That's a very good price for five of these ICs. But there may be additional shipping and international tarrifs, so watch out for that.

Actually, a microcontroller such as the PIC16F684 can give you a PWM drive and a control input with only a properly bypassed 5 VDC power supply and the signal from the throttle pot. It's a 14 pin DIP (or SOIC-14) and costs about $1. I can supply the code to get you started, and all you need is a programmer like a PICkit 3. Or a PICkit 2, and I have an extra one I'll sell you for $30 which is about 1/2 price.

If you are serious about building a PWM for a vehicle you WILL need more than the TL494, and the PIC can provide everything you need. It's a lot easier to build the hardware with all the bells and whistles and then program the PIC as you add the features.

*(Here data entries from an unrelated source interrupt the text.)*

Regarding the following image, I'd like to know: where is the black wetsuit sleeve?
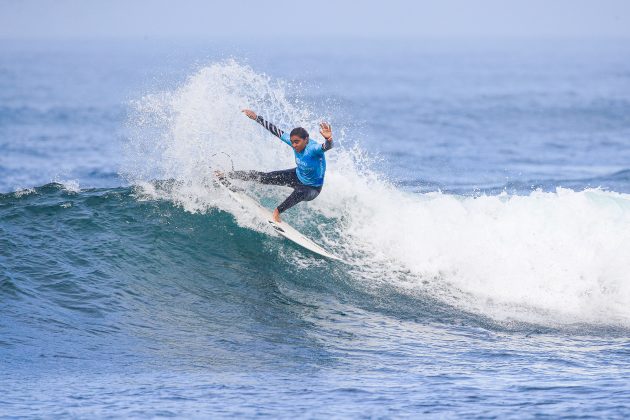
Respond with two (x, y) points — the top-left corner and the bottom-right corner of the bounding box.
(256, 115), (284, 138)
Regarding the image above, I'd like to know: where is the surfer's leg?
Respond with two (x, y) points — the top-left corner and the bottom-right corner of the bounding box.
(278, 184), (322, 213)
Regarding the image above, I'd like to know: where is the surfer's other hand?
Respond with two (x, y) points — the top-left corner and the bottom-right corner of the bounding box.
(319, 121), (332, 140)
(273, 208), (282, 223)
(241, 109), (258, 120)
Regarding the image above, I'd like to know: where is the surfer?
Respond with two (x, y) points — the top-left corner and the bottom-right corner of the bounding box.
(222, 109), (333, 223)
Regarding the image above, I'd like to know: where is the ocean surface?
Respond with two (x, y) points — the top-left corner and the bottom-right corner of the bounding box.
(0, 40), (630, 418)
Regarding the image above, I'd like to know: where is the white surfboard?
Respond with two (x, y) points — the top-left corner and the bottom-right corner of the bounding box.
(218, 179), (343, 261)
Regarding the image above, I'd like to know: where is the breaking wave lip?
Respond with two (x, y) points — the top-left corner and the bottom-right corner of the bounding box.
(28, 60), (612, 325)
(0, 180), (630, 331)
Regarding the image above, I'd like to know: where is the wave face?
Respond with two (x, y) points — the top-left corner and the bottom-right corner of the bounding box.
(0, 46), (630, 418)
(113, 61), (630, 325)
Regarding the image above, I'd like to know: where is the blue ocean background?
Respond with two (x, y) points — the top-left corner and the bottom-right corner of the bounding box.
(0, 39), (630, 418)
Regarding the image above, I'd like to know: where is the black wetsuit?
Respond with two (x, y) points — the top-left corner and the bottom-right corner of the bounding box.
(230, 116), (332, 213)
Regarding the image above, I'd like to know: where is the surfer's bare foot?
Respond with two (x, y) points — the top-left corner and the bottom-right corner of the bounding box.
(273, 209), (282, 223)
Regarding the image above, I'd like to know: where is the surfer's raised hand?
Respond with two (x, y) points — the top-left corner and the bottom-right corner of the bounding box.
(319, 121), (332, 141)
(241, 109), (258, 120)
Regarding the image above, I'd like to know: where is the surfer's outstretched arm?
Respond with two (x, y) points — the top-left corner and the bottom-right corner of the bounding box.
(243, 109), (284, 141)
(319, 122), (332, 152)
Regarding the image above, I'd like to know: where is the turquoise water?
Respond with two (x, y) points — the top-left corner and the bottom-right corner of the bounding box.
(0, 43), (630, 417)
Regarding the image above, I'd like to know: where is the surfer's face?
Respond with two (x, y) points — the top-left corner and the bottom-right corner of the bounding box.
(291, 136), (308, 153)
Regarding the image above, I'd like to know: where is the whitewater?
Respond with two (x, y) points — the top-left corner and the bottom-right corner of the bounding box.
(0, 43), (630, 418)
(124, 60), (630, 325)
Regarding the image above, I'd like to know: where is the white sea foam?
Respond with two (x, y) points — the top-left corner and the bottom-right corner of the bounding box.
(123, 61), (630, 325)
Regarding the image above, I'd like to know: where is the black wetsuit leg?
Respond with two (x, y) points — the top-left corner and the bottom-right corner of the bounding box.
(229, 168), (322, 213)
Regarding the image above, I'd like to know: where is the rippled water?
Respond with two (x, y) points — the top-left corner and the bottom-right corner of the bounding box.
(0, 39), (630, 417)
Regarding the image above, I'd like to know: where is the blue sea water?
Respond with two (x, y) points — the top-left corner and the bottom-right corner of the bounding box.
(0, 40), (630, 418)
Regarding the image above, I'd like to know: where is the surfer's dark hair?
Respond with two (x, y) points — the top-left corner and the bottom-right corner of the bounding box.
(289, 127), (308, 139)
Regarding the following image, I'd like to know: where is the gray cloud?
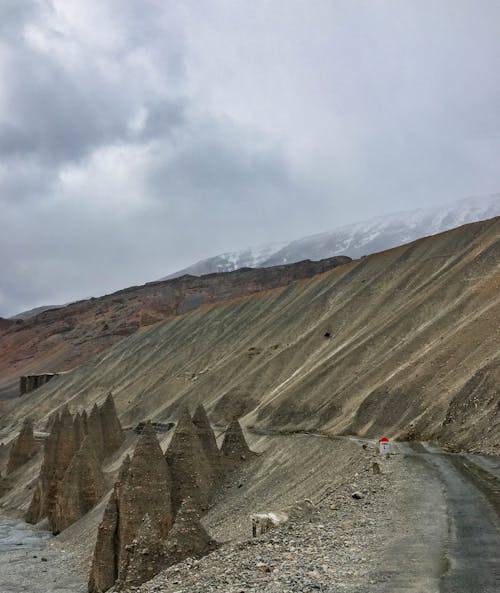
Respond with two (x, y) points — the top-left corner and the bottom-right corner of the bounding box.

Hoping and praying and massive heatsinking will not make your parallel MOSFETs reliable if you exceed the SOA. The damage occurs too quickly for the heat to be transmitted through the substrate and tab and the heat sink. The weakest MOSFET will be destroyed first. If you are lucky, it may short out and save its comrades, but it will supply full voltage to the motor and the current will probably be enough to vaporize the leads. Then its buddies will take turns letting out the magic smoke until you have a real mess.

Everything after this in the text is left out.